Missouri has some of nation’s weakest gun laws. Here’s how laws changed over 200 years - Kansas City Star
Missouri’s gun laws have evolved over the last two centuries, from before its statehood to the present day.
Those changes, especially in recent years, have largely been toward the deregulation of firearms. Missouri’s gun laws consistently rank among the weakest in the country.
1818: Before Missouri was established as a state and just a portion of the Louisiana Purchase territory, the first weapons law was established for the area in 1818, which prohibited enslaved people from possessing guns, ammunition, clubs and other weapons while allowing whites to take guns from them.
1833: Tensions between Jackson County residents and Mormons, who claimed the county land as sacred, escalated when a violent mob drove members of the religion out of the area in 1833. Lilburn Boggs, the Missouri governor at the time, endorsed the violence and issued an extermination order to expel all Mormons by any means necessary, including lethal force.
1875: After the Civil War, Missouri became a hotbed for pro-Confederate guerilla warfare, post-war “lawlessness” and vigilantism in 1875. As a result, the state banned concealed weapons of all kinds, in all places. This ban, which was specifically enforced on people freed from slavery and thwart their ability to protect themselves, stayed in place for the next 128 years.
1945: Missouri revised its state constitution to explicitly ban all concealed weapons in 1945. The clause addressing concealed carry previously read: “But nothing herein contained is intended to justify the practice of wearing concealed weapons.” The language was updated to say: ”This shall not justify the wearing of concealed weapons.”
1977: Velma Gardner, a Kansas City resident, shot and killed her husband in the driveway of their home, as he attempted to hit her with his car. Gardner was convicted of manslaughter and sentenced to one year in prison. After this case, the courts decided that people may turn to lethal force only to defend themselves inside their homes, but they have a duty to retreat if they are outside their home.
1999: A ballot measure called Proposition B in 1999 would have brought back concealed carry to Missouri, but voters in the state’s urban areas defeated it.
2003: Concealed carry returns to Missouri after a 128-year ban. Eighty-four of Missouri’s 162 representatives sponsored the bill. The state legislature overturned the ban, but kept in place some restrictions on who can get a concealed carry permit: they must be at least 23 years old, submit an application through their local sheriff’s department and carrying a concealed weapon was banned in certain places.
A challenge to this law was brought to the Missouri Supreme Court on the basis that the state’s constitution was amended to ban concealed weapons. However, the court ruled that the constitution does not explicitly forbid them and state lawmakers have the authority to decide who carries them and under what circumstances. The law stayed in place.
2006: The Missouri legislature passes the Castle Doctrine in 2006, which makes it legal for people to use lethal force to defend their entire property, as long as they occupy that property. The doctrine still maintains a duty to retreat.

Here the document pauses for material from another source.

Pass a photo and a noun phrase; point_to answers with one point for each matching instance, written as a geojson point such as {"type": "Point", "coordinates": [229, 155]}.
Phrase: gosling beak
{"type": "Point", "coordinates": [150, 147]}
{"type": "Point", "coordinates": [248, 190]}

2007: The state does away with its permit-to-purchase handgun law in 2007, which was established in 1921. Permit to purchase is no longer required to buy a firearm.
2016: Stand Your Ground, which first entered the national scene in 2005 when the Florida legislature passed the first law of its kind, and permitless concealed carry became law in Missouri. Stand Your Ground eliminates the Castle Doctrine’s duty to retreat.
At this point in time, Missourians can purchase a gun without a permit, carry concealed firearms in most places without a permit and claim immunity in armed confrontations.
2021: After trying and failing to pass a federal gun law nullification bill in 2017 after then-Gov. Jay Nixon vetoed it, the Missouri General Assembly passed the Second Amendment Preservation Act in 2021.
The new law establishes that state firearm laws trump federal ones, going as far as penalizing local law enforcement $50,000 per infraction if they are found to be working with federal agencies like the ATF and the FBI on gun-related crimes. The bill is one of the final acts of nearly complete gun deregulation.